# evenly continues question

• Aug 12th 2011, 09:06 AM
transgalactic
evenly continues question
f is continues in (a,b)
$\displaystyle lim_{x->b^-}f(x_0)=-\infty$
prove that f is not "evenly continues"
??
i dont know the proper term.

basicly we need to prove that there is $\displaystyle \epsilon >0$ so for every $\displaystyle \delta >0$ there is x for which $\displaystyle |y_0-x_0|<\delta$ and $\displaystyle |f(y_0)-f(x_0)|>=\epsilon$

if we choose $\displaystyle \epsilon=1$
also we can use the limit
?
• Aug 12th 2011, 10:06 AM
SammyS
Re: uniformly continuous question
Quote:

Originally Posted by transgalactic
f is continues in (a,b)
$\displaystyle lim_{x->b^-}f(x_0)=-\infty$
prove that f is not "evenly continuous"
??
i don't know the proper term.

basicly we need to prove that there is $\displaystyle \epsilon >0$ so for every $\displaystyle \delta >0$ there is x for which $\displaystyle |x-x_0|<\delta$ and $\displaystyle |f-f(x_0)|>=\epsilon$

if we choose $\displaystyle \epsilon=1$
also we can use the limit
?

Do you mean: 'uniformly' continuous ?
• Aug 12th 2011, 10:08 AM
transgalactic
Re: evenly continues question
yes
• Aug 12th 2011, 02:39 PM
Plato
Re: evenly continues question
Quote:

Originally Posted by transgalactic
f is continues in (a,b) $\displaystyle \lim_{x->b^-}f(x)=-\infty$
prove that f is not "'uniformly' continuous"???

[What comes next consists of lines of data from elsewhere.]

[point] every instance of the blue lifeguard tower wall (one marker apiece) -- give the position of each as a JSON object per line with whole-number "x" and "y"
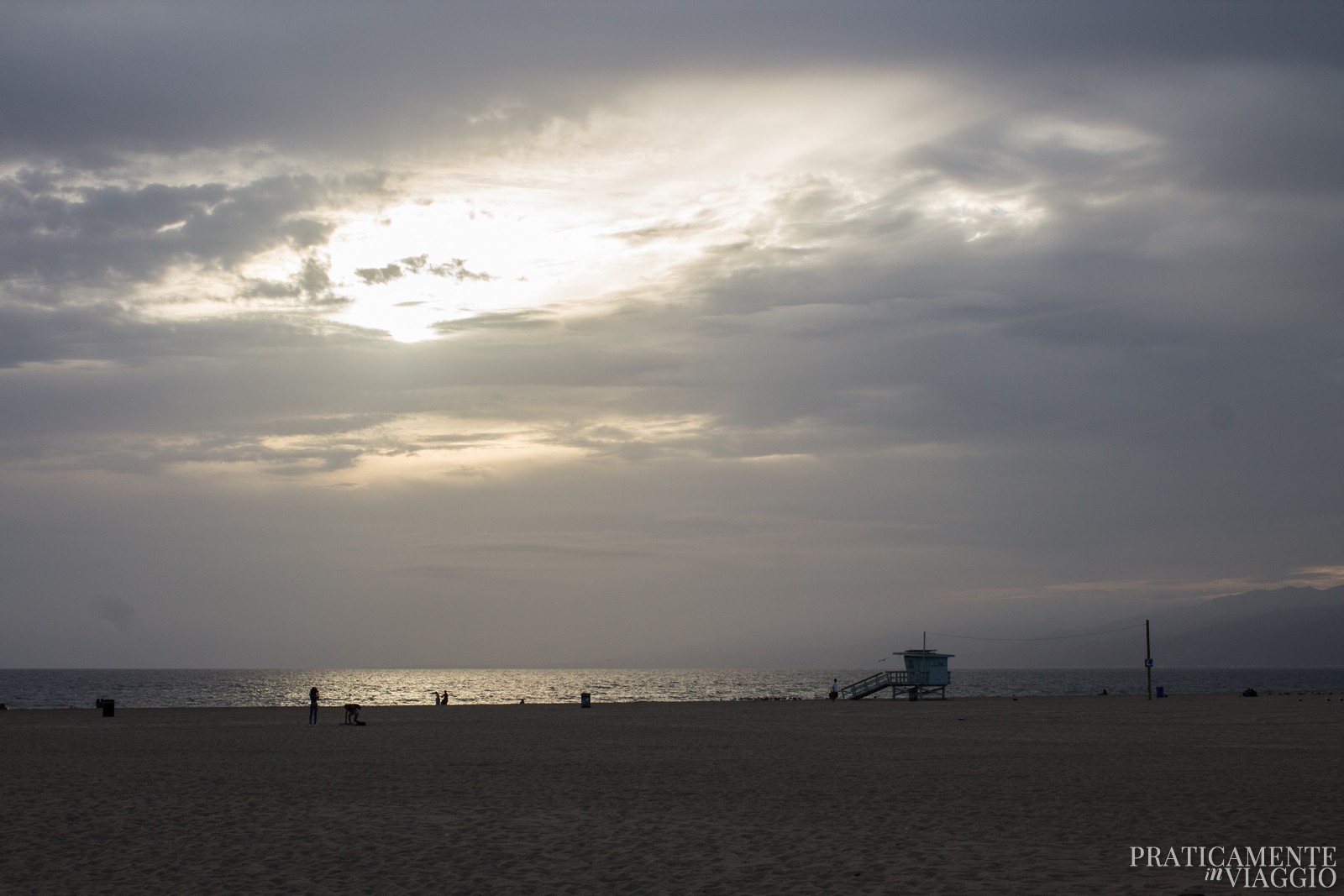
{"x": 927, "y": 667}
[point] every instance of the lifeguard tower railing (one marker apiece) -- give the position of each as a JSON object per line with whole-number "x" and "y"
{"x": 900, "y": 681}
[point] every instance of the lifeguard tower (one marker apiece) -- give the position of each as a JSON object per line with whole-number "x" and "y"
{"x": 925, "y": 673}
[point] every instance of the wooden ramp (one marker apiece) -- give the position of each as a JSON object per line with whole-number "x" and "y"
{"x": 894, "y": 679}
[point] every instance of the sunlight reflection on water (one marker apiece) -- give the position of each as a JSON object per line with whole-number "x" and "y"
{"x": 40, "y": 688}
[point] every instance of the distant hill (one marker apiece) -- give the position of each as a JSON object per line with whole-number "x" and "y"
{"x": 1287, "y": 627}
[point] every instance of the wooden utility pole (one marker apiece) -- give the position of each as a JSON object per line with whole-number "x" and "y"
{"x": 1148, "y": 647}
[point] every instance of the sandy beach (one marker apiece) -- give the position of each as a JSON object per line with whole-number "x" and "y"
{"x": 980, "y": 795}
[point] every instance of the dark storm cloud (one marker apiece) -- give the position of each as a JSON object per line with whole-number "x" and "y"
{"x": 1089, "y": 331}
{"x": 60, "y": 235}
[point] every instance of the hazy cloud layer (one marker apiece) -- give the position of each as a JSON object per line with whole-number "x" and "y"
{"x": 738, "y": 340}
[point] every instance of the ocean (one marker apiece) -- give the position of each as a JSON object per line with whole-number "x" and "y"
{"x": 53, "y": 688}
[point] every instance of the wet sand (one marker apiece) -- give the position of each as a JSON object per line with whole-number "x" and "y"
{"x": 979, "y": 795}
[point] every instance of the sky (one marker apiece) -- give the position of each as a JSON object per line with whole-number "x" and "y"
{"x": 585, "y": 333}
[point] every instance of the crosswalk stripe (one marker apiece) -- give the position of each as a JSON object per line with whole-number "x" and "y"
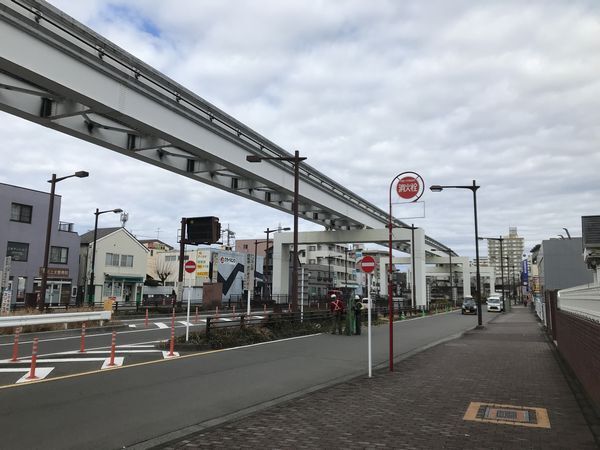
{"x": 40, "y": 373}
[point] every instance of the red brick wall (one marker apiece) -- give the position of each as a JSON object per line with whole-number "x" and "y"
{"x": 579, "y": 344}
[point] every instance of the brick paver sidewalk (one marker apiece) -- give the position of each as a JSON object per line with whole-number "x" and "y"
{"x": 422, "y": 404}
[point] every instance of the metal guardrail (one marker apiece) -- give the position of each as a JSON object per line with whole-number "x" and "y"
{"x": 42, "y": 319}
{"x": 581, "y": 300}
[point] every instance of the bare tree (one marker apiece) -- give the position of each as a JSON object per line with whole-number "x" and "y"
{"x": 164, "y": 269}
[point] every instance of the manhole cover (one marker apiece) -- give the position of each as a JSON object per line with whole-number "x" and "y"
{"x": 508, "y": 414}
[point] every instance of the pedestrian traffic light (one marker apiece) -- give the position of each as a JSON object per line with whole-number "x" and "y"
{"x": 203, "y": 230}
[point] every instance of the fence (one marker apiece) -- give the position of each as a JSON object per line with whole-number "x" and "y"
{"x": 572, "y": 318}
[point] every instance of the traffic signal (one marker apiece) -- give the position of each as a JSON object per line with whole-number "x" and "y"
{"x": 203, "y": 230}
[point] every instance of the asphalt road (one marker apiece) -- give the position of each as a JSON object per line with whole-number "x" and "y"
{"x": 136, "y": 404}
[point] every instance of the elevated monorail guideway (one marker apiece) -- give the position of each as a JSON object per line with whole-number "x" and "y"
{"x": 58, "y": 73}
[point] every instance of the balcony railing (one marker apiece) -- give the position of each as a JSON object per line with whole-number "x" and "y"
{"x": 65, "y": 226}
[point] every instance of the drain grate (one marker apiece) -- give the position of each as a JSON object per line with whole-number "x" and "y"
{"x": 508, "y": 414}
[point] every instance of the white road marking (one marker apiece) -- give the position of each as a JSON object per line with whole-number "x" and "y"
{"x": 136, "y": 346}
{"x": 40, "y": 373}
{"x": 117, "y": 350}
{"x": 61, "y": 360}
{"x": 118, "y": 363}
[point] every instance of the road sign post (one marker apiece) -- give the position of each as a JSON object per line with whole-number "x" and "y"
{"x": 367, "y": 265}
{"x": 189, "y": 267}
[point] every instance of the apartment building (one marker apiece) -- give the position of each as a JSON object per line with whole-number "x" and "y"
{"x": 512, "y": 252}
{"x": 23, "y": 222}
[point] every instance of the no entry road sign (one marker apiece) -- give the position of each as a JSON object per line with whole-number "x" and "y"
{"x": 367, "y": 264}
{"x": 190, "y": 266}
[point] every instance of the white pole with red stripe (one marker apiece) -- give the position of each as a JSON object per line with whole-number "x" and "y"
{"x": 82, "y": 346}
{"x": 113, "y": 348}
{"x": 172, "y": 344}
{"x": 16, "y": 345}
{"x": 33, "y": 360}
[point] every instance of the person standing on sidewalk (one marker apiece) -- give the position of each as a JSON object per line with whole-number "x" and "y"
{"x": 336, "y": 306}
{"x": 357, "y": 314}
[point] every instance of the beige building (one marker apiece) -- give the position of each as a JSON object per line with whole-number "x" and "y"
{"x": 120, "y": 265}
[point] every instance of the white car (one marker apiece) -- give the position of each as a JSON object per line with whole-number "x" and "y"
{"x": 494, "y": 303}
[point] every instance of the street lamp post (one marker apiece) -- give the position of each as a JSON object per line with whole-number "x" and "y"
{"x": 473, "y": 188}
{"x": 92, "y": 294}
{"x": 296, "y": 160}
{"x": 268, "y": 231}
{"x": 44, "y": 282}
{"x": 449, "y": 251}
{"x": 509, "y": 290}
{"x": 501, "y": 240}
{"x": 256, "y": 242}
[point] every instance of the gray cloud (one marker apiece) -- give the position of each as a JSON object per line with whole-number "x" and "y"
{"x": 502, "y": 92}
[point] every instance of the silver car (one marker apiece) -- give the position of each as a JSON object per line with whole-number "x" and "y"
{"x": 494, "y": 303}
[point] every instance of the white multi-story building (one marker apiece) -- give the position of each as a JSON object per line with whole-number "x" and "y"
{"x": 512, "y": 251}
{"x": 338, "y": 261}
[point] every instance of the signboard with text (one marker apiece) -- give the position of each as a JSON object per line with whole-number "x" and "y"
{"x": 409, "y": 186}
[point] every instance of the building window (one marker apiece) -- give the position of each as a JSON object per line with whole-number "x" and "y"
{"x": 59, "y": 255}
{"x": 21, "y": 285}
{"x": 20, "y": 213}
{"x": 18, "y": 251}
{"x": 112, "y": 259}
{"x": 126, "y": 260}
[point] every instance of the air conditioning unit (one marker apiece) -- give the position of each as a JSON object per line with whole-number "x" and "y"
{"x": 590, "y": 229}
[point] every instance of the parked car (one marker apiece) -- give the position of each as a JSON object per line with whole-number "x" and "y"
{"x": 494, "y": 303}
{"x": 469, "y": 306}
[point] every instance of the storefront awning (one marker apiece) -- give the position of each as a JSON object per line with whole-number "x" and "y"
{"x": 129, "y": 279}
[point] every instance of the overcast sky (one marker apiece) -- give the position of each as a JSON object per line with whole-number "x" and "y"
{"x": 504, "y": 92}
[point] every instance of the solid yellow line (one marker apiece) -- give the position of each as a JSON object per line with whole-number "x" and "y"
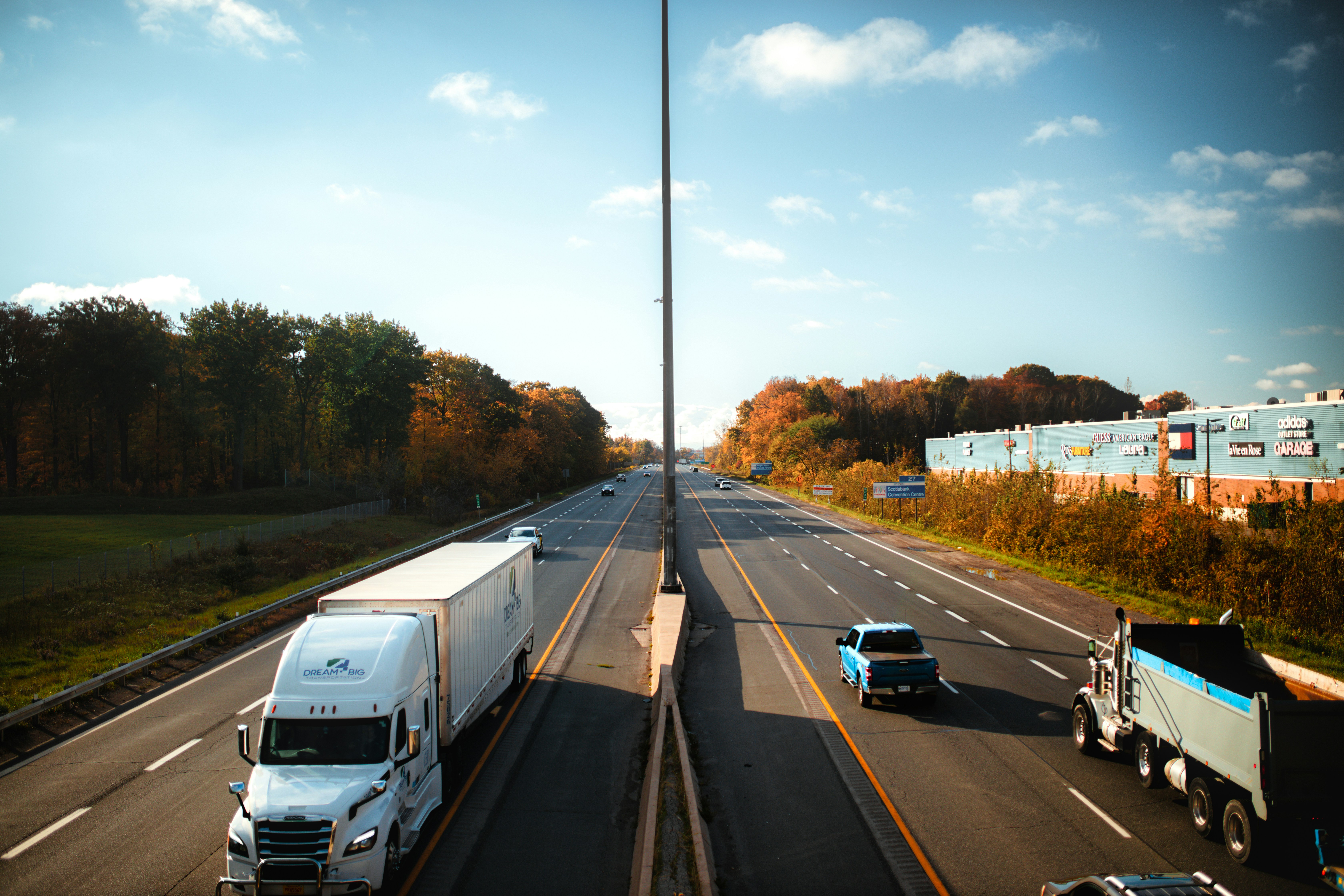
{"x": 531, "y": 678}
{"x": 873, "y": 778}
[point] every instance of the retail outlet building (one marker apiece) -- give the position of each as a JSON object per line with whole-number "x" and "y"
{"x": 1298, "y": 445}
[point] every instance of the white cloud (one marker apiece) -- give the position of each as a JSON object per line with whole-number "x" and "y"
{"x": 1185, "y": 216}
{"x": 1323, "y": 213}
{"x": 343, "y": 195}
{"x": 470, "y": 92}
{"x": 646, "y": 199}
{"x": 889, "y": 201}
{"x": 232, "y": 22}
{"x": 749, "y": 250}
{"x": 1209, "y": 163}
{"x": 166, "y": 289}
{"x": 1250, "y": 13}
{"x": 1287, "y": 179}
{"x": 824, "y": 283}
{"x": 799, "y": 60}
{"x": 791, "y": 210}
{"x": 1292, "y": 370}
{"x": 1064, "y": 128}
{"x": 1299, "y": 58}
{"x": 1314, "y": 330}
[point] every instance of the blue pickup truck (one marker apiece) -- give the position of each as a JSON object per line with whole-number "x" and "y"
{"x": 888, "y": 655}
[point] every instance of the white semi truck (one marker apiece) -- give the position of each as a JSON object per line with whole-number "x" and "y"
{"x": 1197, "y": 715}
{"x": 369, "y": 694}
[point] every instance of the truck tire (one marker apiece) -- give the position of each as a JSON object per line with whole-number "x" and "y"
{"x": 1202, "y": 808}
{"x": 1147, "y": 761}
{"x": 1238, "y": 831}
{"x": 1085, "y": 737}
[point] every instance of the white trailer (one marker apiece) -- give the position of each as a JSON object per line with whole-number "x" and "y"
{"x": 1234, "y": 739}
{"x": 369, "y": 691}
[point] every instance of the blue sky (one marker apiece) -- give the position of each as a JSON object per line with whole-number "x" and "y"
{"x": 1136, "y": 191}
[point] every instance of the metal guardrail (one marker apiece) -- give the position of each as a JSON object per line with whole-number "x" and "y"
{"x": 73, "y": 692}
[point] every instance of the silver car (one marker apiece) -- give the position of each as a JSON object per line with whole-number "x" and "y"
{"x": 527, "y": 534}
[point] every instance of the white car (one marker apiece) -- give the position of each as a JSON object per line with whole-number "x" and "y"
{"x": 527, "y": 534}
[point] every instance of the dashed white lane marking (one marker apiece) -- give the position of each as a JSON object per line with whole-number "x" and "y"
{"x": 252, "y": 706}
{"x": 1049, "y": 670}
{"x": 1101, "y": 815}
{"x": 46, "y": 832}
{"x": 174, "y": 754}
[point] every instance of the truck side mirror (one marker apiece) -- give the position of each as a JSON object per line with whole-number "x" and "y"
{"x": 413, "y": 742}
{"x": 245, "y": 746}
{"x": 237, "y": 789}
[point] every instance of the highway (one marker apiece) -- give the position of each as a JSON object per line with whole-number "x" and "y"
{"x": 988, "y": 781}
{"x": 982, "y": 793}
{"x": 138, "y": 805}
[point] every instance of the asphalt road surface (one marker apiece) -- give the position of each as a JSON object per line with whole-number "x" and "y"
{"x": 987, "y": 781}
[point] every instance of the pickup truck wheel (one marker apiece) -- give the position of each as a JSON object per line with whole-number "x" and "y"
{"x": 1202, "y": 813}
{"x": 1147, "y": 762}
{"x": 1238, "y": 831}
{"x": 1085, "y": 738}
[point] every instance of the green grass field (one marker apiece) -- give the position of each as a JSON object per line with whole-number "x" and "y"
{"x": 33, "y": 541}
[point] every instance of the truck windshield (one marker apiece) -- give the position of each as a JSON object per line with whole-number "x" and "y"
{"x": 324, "y": 742}
{"x": 890, "y": 641}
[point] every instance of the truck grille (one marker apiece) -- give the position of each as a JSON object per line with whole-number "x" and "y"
{"x": 288, "y": 839}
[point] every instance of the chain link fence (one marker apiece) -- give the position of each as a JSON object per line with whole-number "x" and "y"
{"x": 66, "y": 573}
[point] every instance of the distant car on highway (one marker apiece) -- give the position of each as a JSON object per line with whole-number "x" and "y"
{"x": 1197, "y": 884}
{"x": 888, "y": 655}
{"x": 527, "y": 534}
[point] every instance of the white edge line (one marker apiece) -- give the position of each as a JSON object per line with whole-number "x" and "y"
{"x": 46, "y": 832}
{"x": 1048, "y": 668}
{"x": 1101, "y": 815}
{"x": 252, "y": 706}
{"x": 174, "y": 754}
{"x": 991, "y": 594}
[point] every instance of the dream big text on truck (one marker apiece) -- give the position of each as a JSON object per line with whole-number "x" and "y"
{"x": 369, "y": 694}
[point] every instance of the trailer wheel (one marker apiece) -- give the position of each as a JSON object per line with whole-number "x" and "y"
{"x": 1202, "y": 808}
{"x": 1147, "y": 762}
{"x": 1238, "y": 831}
{"x": 1085, "y": 738}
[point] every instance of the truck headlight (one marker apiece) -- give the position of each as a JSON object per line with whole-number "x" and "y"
{"x": 363, "y": 843}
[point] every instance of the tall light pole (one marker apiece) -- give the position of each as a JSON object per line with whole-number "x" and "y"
{"x": 670, "y": 578}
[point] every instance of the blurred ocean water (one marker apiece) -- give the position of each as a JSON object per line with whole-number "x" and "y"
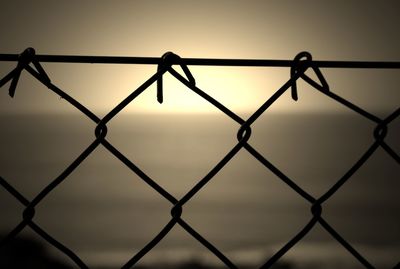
{"x": 106, "y": 213}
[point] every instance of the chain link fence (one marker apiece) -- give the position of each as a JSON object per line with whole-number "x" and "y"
{"x": 30, "y": 62}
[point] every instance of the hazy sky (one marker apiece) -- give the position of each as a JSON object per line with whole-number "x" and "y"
{"x": 330, "y": 30}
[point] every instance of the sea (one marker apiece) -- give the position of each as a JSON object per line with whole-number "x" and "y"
{"x": 105, "y": 213}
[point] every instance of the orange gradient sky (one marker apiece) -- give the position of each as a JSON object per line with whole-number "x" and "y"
{"x": 330, "y": 30}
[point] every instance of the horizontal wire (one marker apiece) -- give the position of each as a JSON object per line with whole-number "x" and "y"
{"x": 201, "y": 61}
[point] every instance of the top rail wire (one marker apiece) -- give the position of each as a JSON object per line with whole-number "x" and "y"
{"x": 201, "y": 61}
{"x": 298, "y": 66}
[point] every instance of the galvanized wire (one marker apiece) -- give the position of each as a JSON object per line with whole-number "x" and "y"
{"x": 298, "y": 67}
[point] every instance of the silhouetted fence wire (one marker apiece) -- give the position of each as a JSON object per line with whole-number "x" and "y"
{"x": 30, "y": 62}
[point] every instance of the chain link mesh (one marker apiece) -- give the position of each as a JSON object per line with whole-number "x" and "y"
{"x": 29, "y": 61}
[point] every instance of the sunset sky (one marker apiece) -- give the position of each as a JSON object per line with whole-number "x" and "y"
{"x": 339, "y": 30}
{"x": 314, "y": 140}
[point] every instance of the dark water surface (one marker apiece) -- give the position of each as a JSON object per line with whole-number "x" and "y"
{"x": 105, "y": 213}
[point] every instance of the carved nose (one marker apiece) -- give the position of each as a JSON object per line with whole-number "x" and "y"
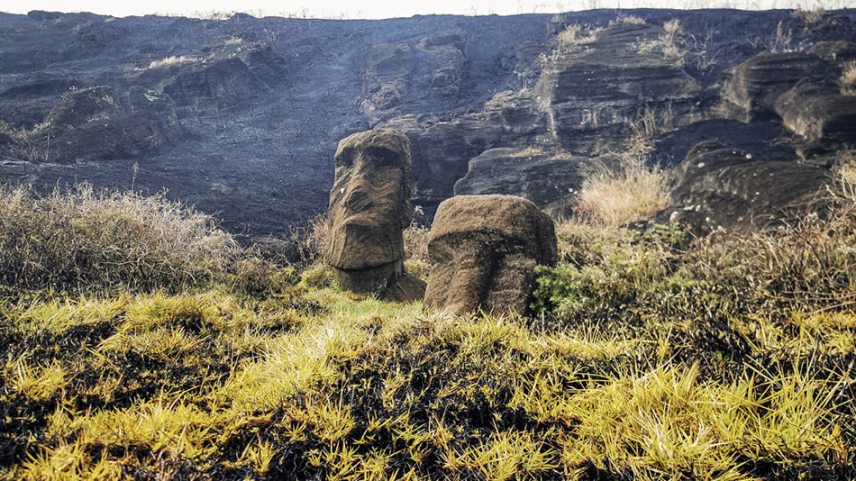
{"x": 358, "y": 199}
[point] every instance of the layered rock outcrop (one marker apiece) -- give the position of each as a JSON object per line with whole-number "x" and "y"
{"x": 397, "y": 74}
{"x": 549, "y": 179}
{"x": 756, "y": 84}
{"x": 91, "y": 124}
{"x": 718, "y": 186}
{"x": 369, "y": 209}
{"x": 596, "y": 88}
{"x": 484, "y": 250}
{"x": 819, "y": 114}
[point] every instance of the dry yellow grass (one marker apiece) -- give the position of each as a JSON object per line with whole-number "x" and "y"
{"x": 616, "y": 196}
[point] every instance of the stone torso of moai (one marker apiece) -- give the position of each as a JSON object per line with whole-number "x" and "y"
{"x": 369, "y": 210}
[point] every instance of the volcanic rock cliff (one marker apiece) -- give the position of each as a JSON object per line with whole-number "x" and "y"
{"x": 241, "y": 117}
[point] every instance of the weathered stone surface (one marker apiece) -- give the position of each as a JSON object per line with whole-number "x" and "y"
{"x": 443, "y": 149}
{"x": 548, "y": 179}
{"x": 819, "y": 114}
{"x": 838, "y": 51}
{"x": 262, "y": 161}
{"x": 593, "y": 93}
{"x": 369, "y": 209}
{"x": 755, "y": 84}
{"x": 211, "y": 84}
{"x": 400, "y": 74}
{"x": 731, "y": 188}
{"x": 91, "y": 124}
{"x": 484, "y": 250}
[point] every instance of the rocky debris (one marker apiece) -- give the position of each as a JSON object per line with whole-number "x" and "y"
{"x": 369, "y": 210}
{"x": 447, "y": 51}
{"x": 548, "y": 179}
{"x": 760, "y": 139}
{"x": 387, "y": 77}
{"x": 265, "y": 101}
{"x": 838, "y": 51}
{"x": 718, "y": 186}
{"x": 754, "y": 85}
{"x": 91, "y": 124}
{"x": 819, "y": 114}
{"x": 212, "y": 84}
{"x": 595, "y": 89}
{"x": 265, "y": 64}
{"x": 484, "y": 250}
{"x": 397, "y": 74}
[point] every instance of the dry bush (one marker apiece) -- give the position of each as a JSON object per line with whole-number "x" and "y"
{"x": 630, "y": 192}
{"x": 848, "y": 79}
{"x": 81, "y": 239}
{"x": 312, "y": 239}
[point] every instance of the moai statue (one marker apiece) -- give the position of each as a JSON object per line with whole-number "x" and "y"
{"x": 369, "y": 210}
{"x": 483, "y": 251}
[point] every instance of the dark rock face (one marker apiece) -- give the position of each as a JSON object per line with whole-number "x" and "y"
{"x": 397, "y": 74}
{"x": 550, "y": 180}
{"x": 369, "y": 209}
{"x": 819, "y": 114}
{"x": 594, "y": 91}
{"x": 241, "y": 117}
{"x": 484, "y": 250}
{"x": 212, "y": 85}
{"x": 443, "y": 149}
{"x": 90, "y": 124}
{"x": 730, "y": 188}
{"x": 755, "y": 84}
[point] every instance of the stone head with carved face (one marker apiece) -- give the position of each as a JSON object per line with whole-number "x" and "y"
{"x": 369, "y": 209}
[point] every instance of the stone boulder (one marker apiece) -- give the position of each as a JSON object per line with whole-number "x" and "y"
{"x": 484, "y": 250}
{"x": 549, "y": 179}
{"x": 730, "y": 188}
{"x": 369, "y": 210}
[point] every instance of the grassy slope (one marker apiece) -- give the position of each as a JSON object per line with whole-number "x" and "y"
{"x": 655, "y": 357}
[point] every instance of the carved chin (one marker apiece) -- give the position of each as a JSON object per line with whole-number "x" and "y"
{"x": 361, "y": 245}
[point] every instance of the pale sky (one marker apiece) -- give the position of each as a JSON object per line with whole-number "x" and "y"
{"x": 385, "y": 8}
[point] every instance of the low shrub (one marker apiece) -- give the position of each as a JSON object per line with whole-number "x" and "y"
{"x": 618, "y": 195}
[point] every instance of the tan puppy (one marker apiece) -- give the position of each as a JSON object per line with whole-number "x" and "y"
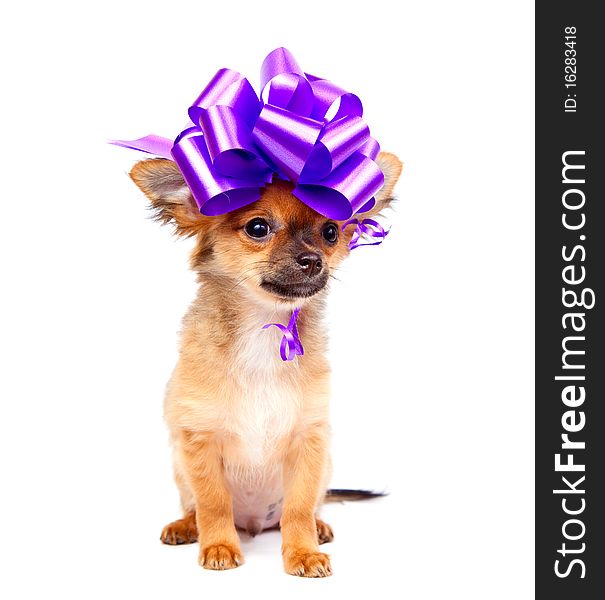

Do you know this theorem: If f is uniformly' continuous on a set S and $\displaystyle (s_n)$ is a Cauchy Sequence in S then $\displaystyle f(s_n)$ is a Cauchy Sequence ?
You can use proof by contradiction. There is a positive integer $\displaystyle K$ such that $\displaystyle b-\frac{1}{K}\in (a,b)$.
Define $\displaystyle b_n=b-\frac{1}{K+n}$. Now apply the theorem.